We all laughed, and then Gurumayi looked at me very intently. She made a gesture, moving one of her hands from her mouth down to her heart. “It must have not been absorbed,” she said, gently. Hearing those words and seeing Gurumayi’s gesture gave me a sense of profound tranquility. Gurumayi was looking at me with immense love and compassion, and I started to feel a sudden and strong throbbing in my heart.
After a few moments, Gurumayi continued on her way past the Ganesha murti, and I went on to breakfast. As I was making my way down the path, I could feel the throbbing more and more intensely, and I knew that this had been an extraordinary interaction. The way I was feeling in my own being, Gurumayi’s gesture, and her expression—everything had been extraordinary! Gurumayi’s words started to resound in my mind: It must have not been absorbed! I could feel a gentle tingling sensation in my brain. My mind couldn’t quite grasp what had been imparted, yet I was somehow certain that it was both profound and subtle. The essence of Gurumayi’s words seemed to be taking a seat in my heart.

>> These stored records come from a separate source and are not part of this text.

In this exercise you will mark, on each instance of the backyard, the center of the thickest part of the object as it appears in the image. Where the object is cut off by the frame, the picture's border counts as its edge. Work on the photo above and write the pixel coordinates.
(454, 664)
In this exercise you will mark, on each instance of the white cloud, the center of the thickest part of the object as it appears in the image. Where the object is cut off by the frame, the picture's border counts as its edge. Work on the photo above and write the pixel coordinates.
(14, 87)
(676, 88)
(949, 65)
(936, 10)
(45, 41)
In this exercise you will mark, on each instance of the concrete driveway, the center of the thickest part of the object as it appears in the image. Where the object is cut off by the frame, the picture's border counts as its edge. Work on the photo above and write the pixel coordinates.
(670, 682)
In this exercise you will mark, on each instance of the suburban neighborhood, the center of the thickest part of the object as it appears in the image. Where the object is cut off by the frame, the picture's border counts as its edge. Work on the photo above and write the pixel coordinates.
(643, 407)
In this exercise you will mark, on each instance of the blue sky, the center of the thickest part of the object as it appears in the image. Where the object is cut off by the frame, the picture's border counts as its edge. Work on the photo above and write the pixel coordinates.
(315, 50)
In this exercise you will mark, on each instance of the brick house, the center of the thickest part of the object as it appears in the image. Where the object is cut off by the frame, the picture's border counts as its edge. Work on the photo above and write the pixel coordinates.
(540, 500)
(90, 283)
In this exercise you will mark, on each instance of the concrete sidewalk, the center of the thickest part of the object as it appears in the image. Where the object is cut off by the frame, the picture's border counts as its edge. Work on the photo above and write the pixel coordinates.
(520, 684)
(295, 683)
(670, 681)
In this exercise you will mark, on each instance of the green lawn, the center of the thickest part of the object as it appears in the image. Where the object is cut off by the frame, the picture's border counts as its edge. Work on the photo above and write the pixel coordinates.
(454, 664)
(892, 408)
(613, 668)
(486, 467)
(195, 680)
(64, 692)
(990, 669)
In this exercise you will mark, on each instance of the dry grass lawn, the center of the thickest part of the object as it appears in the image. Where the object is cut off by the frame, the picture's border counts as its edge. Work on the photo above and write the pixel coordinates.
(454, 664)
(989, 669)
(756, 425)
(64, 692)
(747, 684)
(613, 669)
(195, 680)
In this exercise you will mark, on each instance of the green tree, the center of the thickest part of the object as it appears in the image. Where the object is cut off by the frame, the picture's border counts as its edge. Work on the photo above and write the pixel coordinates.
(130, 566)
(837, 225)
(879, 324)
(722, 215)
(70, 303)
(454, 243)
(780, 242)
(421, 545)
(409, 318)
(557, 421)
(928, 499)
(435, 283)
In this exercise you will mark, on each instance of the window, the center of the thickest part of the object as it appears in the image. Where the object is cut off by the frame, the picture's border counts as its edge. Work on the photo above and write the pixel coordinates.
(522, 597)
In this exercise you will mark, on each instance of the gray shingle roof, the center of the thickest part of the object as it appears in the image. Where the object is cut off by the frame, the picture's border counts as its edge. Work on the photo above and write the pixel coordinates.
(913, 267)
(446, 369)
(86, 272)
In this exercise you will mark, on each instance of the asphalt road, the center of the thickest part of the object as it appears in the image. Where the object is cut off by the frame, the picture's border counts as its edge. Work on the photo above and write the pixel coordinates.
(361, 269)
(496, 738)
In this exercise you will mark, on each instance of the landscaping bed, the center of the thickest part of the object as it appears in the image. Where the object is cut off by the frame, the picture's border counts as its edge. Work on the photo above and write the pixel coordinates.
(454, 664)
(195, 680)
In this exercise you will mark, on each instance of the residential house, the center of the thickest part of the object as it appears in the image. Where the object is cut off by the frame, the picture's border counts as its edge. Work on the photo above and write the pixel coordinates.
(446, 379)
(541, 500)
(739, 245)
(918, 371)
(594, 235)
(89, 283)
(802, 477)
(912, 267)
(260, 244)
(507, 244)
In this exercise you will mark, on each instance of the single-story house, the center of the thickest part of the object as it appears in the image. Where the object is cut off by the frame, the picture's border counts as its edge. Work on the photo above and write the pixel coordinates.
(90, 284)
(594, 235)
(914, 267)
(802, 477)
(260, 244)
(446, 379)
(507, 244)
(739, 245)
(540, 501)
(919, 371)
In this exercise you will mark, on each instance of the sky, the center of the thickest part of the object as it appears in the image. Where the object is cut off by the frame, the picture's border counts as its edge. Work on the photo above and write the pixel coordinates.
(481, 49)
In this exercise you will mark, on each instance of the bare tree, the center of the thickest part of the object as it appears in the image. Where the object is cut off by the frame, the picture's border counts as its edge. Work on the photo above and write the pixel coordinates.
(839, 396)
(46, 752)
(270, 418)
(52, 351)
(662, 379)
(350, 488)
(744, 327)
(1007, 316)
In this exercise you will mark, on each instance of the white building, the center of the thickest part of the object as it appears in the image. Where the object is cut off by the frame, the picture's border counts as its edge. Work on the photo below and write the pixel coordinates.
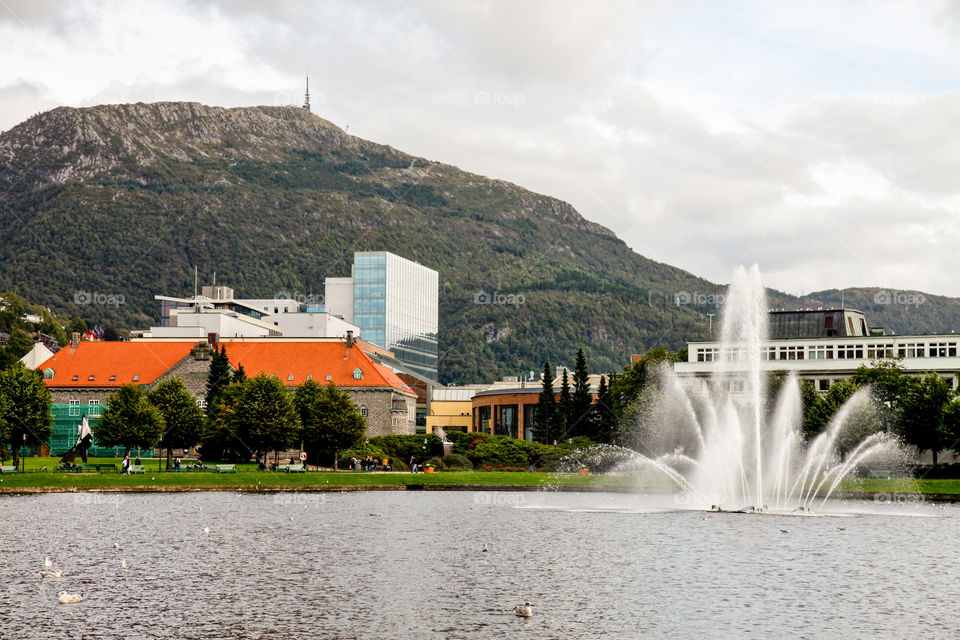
(835, 343)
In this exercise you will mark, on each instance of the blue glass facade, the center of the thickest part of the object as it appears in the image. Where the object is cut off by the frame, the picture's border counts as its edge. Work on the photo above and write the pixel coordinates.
(395, 304)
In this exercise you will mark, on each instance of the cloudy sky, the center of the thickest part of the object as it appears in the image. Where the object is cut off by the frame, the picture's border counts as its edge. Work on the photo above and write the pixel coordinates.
(817, 139)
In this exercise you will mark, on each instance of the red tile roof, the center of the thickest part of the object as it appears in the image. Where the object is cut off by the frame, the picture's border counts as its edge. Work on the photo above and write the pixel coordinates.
(120, 360)
(292, 362)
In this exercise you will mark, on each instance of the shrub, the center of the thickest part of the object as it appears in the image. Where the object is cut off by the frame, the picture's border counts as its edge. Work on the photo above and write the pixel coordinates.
(454, 462)
(402, 447)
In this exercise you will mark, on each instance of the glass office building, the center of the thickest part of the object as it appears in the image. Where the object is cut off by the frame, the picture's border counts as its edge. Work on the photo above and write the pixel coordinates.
(395, 304)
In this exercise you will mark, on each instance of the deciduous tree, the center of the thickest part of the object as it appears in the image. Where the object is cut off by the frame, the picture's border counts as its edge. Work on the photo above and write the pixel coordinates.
(130, 420)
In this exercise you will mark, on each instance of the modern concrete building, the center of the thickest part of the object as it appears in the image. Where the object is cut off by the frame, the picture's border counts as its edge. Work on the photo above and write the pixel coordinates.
(394, 302)
(216, 311)
(827, 345)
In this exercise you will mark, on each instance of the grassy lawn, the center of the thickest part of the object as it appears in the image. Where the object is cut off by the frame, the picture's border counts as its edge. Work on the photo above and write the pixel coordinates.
(247, 475)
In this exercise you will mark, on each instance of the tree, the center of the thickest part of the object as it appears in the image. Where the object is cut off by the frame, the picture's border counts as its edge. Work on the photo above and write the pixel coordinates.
(546, 406)
(130, 420)
(950, 425)
(217, 379)
(604, 419)
(219, 441)
(25, 416)
(19, 343)
(888, 382)
(264, 417)
(182, 416)
(581, 419)
(329, 418)
(921, 413)
(825, 405)
(565, 407)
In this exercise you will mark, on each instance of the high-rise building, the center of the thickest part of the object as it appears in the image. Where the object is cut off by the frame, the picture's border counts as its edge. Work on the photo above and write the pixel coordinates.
(394, 302)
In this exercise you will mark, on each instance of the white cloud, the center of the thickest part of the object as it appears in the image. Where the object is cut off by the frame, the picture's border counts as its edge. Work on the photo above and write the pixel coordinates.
(817, 139)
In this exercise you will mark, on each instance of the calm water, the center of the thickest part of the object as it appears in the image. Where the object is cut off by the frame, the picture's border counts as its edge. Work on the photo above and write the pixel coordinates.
(594, 565)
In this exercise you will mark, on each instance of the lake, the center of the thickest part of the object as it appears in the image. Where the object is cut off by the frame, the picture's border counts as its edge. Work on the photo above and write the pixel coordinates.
(319, 565)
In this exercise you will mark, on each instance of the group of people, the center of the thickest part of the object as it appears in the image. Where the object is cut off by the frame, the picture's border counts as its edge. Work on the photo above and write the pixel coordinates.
(125, 466)
(369, 463)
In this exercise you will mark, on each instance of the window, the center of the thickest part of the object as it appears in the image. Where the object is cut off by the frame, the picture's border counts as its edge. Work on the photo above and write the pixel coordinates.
(879, 351)
(791, 353)
(912, 350)
(821, 352)
(943, 349)
(849, 351)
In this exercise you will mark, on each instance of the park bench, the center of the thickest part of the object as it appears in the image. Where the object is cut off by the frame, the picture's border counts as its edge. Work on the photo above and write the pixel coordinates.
(98, 468)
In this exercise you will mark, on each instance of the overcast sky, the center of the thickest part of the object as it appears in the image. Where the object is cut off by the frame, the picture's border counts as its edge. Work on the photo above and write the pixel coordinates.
(818, 139)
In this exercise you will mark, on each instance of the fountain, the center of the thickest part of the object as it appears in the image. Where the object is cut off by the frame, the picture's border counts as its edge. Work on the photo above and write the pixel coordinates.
(726, 443)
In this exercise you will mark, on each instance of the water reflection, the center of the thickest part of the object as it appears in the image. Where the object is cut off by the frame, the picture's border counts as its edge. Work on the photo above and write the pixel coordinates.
(222, 565)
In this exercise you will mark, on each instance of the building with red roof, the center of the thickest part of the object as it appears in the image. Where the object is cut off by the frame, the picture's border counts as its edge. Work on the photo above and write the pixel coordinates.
(82, 375)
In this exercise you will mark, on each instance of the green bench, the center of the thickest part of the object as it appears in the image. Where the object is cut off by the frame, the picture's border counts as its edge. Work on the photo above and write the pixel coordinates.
(98, 468)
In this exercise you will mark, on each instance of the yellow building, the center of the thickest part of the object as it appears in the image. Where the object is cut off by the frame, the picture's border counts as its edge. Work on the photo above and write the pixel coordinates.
(452, 408)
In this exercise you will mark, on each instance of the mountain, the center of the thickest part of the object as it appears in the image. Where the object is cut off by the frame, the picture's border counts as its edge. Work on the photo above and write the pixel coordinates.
(103, 207)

A couple of hours later, I went to Amrit for tea. As I poured tea into one of the Amrit’s orange cups, I noticed that the tea was leaking out from the cup’s bottom. I poured it into another cup, and as I did so, I was struck by the meaning and significance of the word absorb—by what it means to absorb. The understanding moved from the solid, physical plane of the cup right into the deep and subtle core of my being. It came to me that, like the cup, I had to be a vessel that could hold what was poured into me. Only if I absorbed the knowledge given by my Guru would I fulfill the purpose of my birth, which is to attain the Self.

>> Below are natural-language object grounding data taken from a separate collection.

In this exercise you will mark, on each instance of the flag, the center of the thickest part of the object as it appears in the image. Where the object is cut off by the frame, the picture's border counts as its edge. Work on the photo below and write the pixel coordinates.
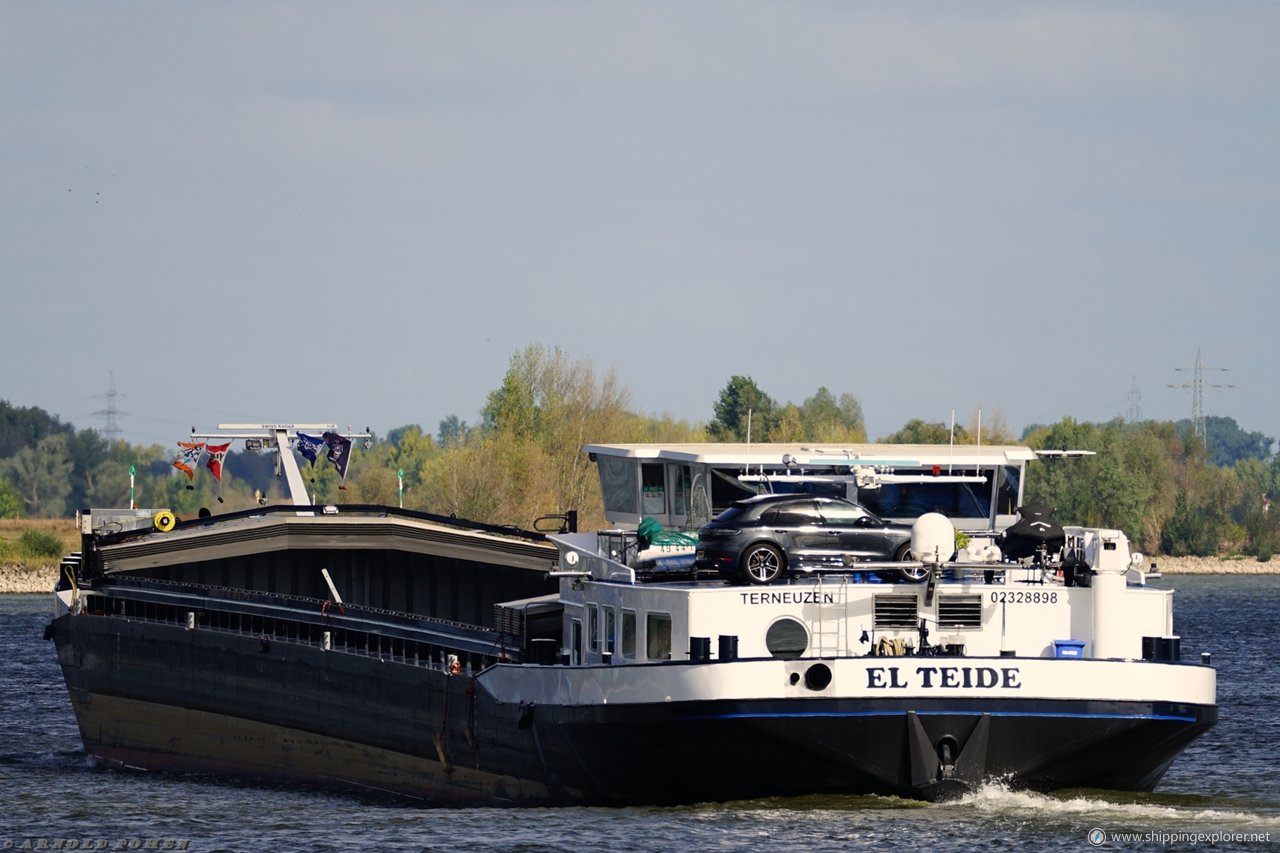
(310, 447)
(216, 454)
(339, 452)
(190, 457)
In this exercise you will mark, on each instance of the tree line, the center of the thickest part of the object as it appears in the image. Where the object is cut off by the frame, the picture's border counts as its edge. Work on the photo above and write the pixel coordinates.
(1166, 488)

Did I not know this before? Of course, I did. Now, however, I reflected on it with intent. I realized that what matters is not how much knowledge I have received over the years, it is how much knowledge I have absorbed.
I continued to mull over this newly revealed wisdom, and after several days had passed, I attended a meeting with Gurumayi. In this meeting I made a presentation. While speaking, I felt thirsty and so I paused to drink some water. There was a pin-drop silence in the hall as someone passed me my water bottle. I opened it and started to drink. I took about three sips, slowly and with relish. I could feel the stream of water going down from my mouth into my throat, down my esophagus, and into my stomach. My heart felt refreshed. As I was putting the cap back on the bottle, I glanced at Gurumayi, who was looking at me with a benign smile and nodding her head. I smiled at Gurumayi in return, feeling that her smile was an affirmation of all I had been contemplating about what it means to absorb. I realized that for the first time in my life, water tasted like nectar and that, when taken in measure, it was capable of being absorbed and quenching my thirst.

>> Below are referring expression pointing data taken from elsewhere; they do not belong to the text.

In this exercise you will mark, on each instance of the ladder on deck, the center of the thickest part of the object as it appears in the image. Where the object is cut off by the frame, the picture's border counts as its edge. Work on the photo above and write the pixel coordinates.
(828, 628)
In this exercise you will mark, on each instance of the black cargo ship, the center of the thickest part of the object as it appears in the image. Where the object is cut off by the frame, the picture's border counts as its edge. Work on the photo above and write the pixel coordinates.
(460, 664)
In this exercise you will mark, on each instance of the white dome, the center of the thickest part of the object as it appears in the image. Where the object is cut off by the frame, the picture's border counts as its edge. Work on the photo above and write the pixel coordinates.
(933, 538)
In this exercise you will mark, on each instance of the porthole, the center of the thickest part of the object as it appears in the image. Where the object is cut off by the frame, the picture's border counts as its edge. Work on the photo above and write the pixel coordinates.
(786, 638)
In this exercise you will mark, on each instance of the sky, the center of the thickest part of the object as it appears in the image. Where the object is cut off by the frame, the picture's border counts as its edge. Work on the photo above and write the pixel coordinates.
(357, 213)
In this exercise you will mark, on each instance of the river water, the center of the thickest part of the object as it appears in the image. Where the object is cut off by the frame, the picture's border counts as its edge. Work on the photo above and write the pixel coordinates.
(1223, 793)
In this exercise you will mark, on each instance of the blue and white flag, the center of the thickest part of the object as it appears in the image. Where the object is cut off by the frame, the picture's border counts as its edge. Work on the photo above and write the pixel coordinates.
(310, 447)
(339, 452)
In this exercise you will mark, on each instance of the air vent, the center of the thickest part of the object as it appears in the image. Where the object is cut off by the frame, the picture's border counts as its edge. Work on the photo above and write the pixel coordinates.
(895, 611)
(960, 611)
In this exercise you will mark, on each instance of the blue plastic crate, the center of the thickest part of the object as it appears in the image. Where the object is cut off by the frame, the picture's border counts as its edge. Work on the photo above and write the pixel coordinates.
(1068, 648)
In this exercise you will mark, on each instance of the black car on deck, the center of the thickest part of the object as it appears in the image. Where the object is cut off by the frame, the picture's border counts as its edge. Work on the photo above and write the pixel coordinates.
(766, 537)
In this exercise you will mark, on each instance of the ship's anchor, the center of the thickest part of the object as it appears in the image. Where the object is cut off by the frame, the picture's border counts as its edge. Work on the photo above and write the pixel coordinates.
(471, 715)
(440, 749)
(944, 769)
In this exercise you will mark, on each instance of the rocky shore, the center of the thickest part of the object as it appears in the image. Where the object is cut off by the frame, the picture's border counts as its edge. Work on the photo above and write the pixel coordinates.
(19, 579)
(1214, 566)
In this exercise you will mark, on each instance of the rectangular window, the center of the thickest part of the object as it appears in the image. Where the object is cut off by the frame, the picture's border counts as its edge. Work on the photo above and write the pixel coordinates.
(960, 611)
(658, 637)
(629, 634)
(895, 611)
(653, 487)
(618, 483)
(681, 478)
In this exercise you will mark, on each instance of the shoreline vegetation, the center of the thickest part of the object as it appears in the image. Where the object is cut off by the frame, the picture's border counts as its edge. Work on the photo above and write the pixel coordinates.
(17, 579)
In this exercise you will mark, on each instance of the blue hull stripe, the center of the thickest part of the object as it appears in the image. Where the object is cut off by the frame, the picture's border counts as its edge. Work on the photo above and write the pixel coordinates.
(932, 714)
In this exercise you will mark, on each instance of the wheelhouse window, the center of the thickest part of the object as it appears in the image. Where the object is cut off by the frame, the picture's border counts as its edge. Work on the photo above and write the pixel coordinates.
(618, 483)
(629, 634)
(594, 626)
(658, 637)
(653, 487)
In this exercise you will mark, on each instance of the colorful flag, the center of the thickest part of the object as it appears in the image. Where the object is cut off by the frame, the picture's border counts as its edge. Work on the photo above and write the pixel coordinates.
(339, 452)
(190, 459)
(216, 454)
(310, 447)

This experience became a turning point in my Siddha Yoga sadhana. I had gained a new awareness of how Gurumayi imparts invaluable knowledge to us through her teachings and her being. When seekers are willing and open to receive this knowledge, then they are able to notice these teachings manifesting in their mundane activities—such as pouring tea into an orange cup! Gurumayi’s teachings now permeate my entire life.
Gurumayi has transformed a Dilli-wali into a dil-wali. Gurumayi has transformed me, a devotee from Delhi, into a devotee who abides in my own dil (heart), which is constantly refreshed by Gurumayi’s teachings.